This is an interesting article in general, but this is the standout piece for me:

>For example, an agent optimized with Claude 3.5 Sonnet also showed improved performance when powered by o3-mini or Claude 3.7 Sonnet (left two panels in the figure below). This shows that the DGM discovers general agent design improvements rather than just model-specific tricks.

This demonstrates a technique whereby a smaller/older/cheaper model has been used to improve the output of a larger model. This is backwards (as far as I understand). The current SOTA technique typically sees enormous/expensive models training smaller cheaper models.
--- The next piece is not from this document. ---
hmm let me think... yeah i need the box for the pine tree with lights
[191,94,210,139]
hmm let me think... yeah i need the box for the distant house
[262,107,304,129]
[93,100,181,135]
If that's a generalisable result, end-users should be able to drive down their own inference costs pretty substantially.

> This demonstrates a technique whereby a smaller/older/cheaper model has been used to improve the output of a larger model. This is backwards (as far as I understand). The current SOTA technique typically sees enormous/expensive models training smaller cheaper models.

There are two separate aspects here. In this paper they improve the software around the model, not the model itself. What they're saying is that the software improvements carried over to other models, so it wasn't just optimising around model-specific quirks.

What you're describing with training large LLMs first is usually called "distillation" and it works on training the smaller LLM to match the entire distribution of tokens at once (hence it's faster in practice).

I think it's different from improving the model weights themselves, like the distillation examples you are mentioning. It's that changes to the "harness" or code running around the llm calls (which is what this is editing), persist or generalize to wrapping more powerful llms. That means they aren't all wasted when a more powerful llm comes along that the harness wasn't tuned to use.